The emergence of BioAmber as a leader in the national biochemical sector should bode well for the entire community in the long-term, as the possibilities to grow the industry become even easier with the establishment of a successful business model, which BioAmber has so far maintained even in the wake of falling oil prices that hurt the company’s competitive edge.

“If we’re successful, it will make it that much easier for people to bet on the next technology,” says Luc.

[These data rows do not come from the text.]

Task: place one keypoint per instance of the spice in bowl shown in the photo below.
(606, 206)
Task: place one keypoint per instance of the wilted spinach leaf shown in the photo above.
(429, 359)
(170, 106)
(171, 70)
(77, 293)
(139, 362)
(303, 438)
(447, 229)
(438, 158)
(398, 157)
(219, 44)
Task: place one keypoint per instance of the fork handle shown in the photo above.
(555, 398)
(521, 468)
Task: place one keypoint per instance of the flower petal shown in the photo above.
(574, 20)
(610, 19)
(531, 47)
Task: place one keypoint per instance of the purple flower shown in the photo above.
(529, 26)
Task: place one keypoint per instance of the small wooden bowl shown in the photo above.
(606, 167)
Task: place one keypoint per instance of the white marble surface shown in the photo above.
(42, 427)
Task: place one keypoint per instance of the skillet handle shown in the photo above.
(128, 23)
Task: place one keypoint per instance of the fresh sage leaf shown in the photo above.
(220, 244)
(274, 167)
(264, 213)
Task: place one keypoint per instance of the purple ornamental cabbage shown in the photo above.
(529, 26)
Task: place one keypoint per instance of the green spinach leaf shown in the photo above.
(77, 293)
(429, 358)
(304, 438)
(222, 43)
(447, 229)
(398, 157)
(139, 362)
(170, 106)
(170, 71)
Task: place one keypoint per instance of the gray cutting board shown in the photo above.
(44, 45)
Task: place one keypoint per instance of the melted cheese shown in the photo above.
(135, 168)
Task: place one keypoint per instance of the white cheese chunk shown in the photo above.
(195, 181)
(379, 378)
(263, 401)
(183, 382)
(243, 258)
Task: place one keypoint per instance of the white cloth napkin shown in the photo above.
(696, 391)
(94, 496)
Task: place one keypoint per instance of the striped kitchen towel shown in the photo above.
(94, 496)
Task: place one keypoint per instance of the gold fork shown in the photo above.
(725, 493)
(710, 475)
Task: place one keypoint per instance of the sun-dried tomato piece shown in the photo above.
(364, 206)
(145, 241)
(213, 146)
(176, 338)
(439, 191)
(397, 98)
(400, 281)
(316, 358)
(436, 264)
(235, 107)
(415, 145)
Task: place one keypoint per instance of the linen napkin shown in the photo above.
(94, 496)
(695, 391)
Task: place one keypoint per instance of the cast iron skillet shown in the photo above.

The company’s actions in 2014 went a long way to securing that success. Within the first seven months of the year, while construction of the Sarnia plant was ongoing, the company was able to successfully negotiate three separate loans, worth a total of approximately $37 million from government organizations that had funding available: Agriculture Canada, Sustainable Development and Technology Canada and Export Development Canada. Within that same time period, the company signed take-or-pay contracts with two companies, covering 80 per cent of the at-capacity total production volume or approximately 24,000 MT. Lastly, BioAmber announced a successful secondary public offering of 2.8 million shares of common stock.

Looking ahead
As the company ramps up production towards the at-capacity production goal of 30,000 MT per year, the prospects grow for future development of additional industry assets in and around Sarnia.

“I am very excited about the prospect of downstream investment,” says Huc. “Once you’re making the basic building blocks for polymers, for foams, for various products here, it makes a lot less sense to take those building blocks and ship them halfway around the world to create a polyol, polyurethane or an injected-molded product and then ship it all the way back here.”

And as BioAmber progresses towards capacity production, targeted for the end of 2017,  Huc’s excitement for what comes next in the region continues to grow.

“I’m expecting over the next 10-15 years, we start to produce these building block chemicals from renewable sugars grown in this region, you’re going to find that people will start to build these biodegradable plastic plants next door.”

What once was fantasy, the emergence of a homegrown biochemical sector in the heart of Ontario’s petrochemical hub, may soon become reality thanks, in part, to BioAmber.